Putting ‘the house’ in order essentially means structural reforms, we have been hearing from the IMF so often, which successive regimes have shied off despite huge loans.

The task is as arduous as removing the risk of insolvency as well as putting the country on growth trajectory.

So, technocrats, if given a free hand, they are expected nothing less than miracles. An economic turnaround is not possible without passing the fruits of democracy down to the grassroots.

It essentially means restoring liberties and restoring to them their right to prosper through sustainable use of natural resources.

Putting third tier of government fully operational will ensure that the technocrats will not err but staying true to basics.

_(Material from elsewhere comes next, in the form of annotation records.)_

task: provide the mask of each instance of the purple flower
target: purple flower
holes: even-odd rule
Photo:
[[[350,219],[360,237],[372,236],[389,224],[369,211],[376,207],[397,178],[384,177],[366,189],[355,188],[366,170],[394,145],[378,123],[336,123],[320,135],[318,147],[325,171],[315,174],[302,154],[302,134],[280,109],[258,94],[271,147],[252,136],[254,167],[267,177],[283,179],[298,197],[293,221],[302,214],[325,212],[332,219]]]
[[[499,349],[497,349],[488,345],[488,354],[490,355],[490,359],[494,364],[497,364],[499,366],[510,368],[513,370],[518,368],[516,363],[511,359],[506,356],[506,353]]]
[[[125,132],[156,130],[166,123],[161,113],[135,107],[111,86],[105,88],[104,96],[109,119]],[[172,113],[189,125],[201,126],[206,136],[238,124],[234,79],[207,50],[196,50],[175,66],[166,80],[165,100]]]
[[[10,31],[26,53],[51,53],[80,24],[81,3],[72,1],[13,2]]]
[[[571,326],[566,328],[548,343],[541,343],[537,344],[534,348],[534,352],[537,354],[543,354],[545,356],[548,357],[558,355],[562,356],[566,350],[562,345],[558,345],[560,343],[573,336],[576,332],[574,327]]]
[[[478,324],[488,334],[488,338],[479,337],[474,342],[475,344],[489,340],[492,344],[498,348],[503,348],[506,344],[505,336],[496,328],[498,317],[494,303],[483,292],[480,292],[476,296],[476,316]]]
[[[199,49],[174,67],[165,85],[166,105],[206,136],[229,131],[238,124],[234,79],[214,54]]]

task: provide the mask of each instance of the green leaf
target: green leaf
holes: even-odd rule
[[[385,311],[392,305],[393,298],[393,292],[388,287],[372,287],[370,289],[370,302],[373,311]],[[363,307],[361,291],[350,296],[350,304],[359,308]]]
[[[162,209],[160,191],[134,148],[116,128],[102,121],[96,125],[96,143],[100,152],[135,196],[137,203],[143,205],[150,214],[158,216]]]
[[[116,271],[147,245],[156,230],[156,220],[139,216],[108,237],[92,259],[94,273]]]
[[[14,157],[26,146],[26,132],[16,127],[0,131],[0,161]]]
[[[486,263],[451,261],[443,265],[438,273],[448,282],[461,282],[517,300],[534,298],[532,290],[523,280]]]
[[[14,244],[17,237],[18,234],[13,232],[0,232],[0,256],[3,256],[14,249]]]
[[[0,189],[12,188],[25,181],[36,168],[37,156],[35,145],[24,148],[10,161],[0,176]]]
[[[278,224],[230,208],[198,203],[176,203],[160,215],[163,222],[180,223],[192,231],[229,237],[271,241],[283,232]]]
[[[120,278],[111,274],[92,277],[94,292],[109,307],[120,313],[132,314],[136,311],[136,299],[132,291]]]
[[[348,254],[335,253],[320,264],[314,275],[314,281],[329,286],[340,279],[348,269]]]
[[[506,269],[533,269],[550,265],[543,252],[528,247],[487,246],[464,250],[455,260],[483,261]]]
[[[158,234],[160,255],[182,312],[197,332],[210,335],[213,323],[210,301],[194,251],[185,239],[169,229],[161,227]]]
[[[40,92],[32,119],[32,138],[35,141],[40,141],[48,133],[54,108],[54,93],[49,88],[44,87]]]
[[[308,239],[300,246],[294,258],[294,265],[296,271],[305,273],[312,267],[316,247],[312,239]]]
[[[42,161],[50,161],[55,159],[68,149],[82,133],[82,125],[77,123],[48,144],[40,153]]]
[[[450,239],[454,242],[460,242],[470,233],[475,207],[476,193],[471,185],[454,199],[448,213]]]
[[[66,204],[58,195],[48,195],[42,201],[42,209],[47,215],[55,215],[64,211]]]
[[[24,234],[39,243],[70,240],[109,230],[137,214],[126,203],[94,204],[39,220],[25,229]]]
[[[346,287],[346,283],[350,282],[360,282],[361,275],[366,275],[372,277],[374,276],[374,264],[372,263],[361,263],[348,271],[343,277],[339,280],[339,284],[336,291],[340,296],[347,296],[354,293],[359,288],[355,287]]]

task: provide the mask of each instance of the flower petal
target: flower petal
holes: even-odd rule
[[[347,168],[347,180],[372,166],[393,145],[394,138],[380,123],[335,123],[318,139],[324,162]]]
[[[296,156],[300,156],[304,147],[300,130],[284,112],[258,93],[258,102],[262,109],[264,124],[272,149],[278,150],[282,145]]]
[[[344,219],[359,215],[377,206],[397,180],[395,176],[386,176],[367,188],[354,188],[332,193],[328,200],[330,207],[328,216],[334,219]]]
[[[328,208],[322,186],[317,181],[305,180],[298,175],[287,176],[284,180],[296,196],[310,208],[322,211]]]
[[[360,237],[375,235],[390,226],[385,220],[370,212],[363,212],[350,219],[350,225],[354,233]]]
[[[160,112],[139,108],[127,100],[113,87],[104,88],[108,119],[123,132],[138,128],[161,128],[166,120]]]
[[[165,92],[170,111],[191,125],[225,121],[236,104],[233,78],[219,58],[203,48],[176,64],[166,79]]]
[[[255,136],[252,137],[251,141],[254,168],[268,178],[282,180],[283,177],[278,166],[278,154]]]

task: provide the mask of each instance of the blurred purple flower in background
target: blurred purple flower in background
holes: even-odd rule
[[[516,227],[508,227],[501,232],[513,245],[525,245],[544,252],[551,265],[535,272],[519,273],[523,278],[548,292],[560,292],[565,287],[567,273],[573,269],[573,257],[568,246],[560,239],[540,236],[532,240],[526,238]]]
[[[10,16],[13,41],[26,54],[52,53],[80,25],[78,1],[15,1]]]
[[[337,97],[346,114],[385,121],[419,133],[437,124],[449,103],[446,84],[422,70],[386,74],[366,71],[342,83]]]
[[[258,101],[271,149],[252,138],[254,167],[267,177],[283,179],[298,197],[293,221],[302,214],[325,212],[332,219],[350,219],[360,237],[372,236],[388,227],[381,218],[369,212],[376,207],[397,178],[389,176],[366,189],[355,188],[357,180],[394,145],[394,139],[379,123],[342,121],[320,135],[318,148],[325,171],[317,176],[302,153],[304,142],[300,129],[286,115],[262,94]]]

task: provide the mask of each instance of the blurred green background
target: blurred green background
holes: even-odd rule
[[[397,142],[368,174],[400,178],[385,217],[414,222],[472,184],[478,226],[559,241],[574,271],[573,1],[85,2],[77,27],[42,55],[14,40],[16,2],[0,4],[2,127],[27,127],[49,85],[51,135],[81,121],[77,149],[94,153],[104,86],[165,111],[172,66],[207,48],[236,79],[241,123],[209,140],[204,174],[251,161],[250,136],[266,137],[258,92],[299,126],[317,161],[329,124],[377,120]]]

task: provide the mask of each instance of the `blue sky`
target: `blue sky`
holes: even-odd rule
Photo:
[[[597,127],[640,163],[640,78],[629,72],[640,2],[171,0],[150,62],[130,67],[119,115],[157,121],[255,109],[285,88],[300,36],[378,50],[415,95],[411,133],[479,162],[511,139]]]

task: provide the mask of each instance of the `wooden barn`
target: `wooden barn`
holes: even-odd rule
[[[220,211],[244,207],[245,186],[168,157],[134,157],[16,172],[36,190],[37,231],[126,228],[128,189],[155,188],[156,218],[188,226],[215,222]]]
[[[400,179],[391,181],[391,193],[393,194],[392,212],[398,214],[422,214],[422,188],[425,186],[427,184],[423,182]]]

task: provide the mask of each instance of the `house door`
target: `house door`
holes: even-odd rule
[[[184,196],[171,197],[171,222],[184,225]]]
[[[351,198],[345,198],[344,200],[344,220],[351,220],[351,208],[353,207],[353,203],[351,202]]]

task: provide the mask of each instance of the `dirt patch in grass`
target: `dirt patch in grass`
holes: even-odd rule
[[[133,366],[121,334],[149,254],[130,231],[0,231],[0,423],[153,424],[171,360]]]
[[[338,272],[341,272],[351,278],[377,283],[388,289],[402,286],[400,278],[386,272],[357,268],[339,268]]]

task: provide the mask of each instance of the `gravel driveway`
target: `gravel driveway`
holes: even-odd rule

The bottom-top approach will urge districts and divisions to compete each other for improving environment and, thereby, raising standards of life.

Restoration of liberties, by humanizing penal codes, will unleash energies required for wealth creation.

Technocrats will have to remove legal and normative hurdles suppressing vitality and growth and, consequently, denying the country to connect with the countries and regions around.

If technocratic government lands in Pakistan, the country will serve as litmus test for the rest of the developing economies facing stagnation and, consequently, confronting ‘democratic’ deficit.

The earlier the political parties are handed over the reins of power, the more successful the experiment will be regarded.

—The writer is politico-strategic analyst based in Islamabad.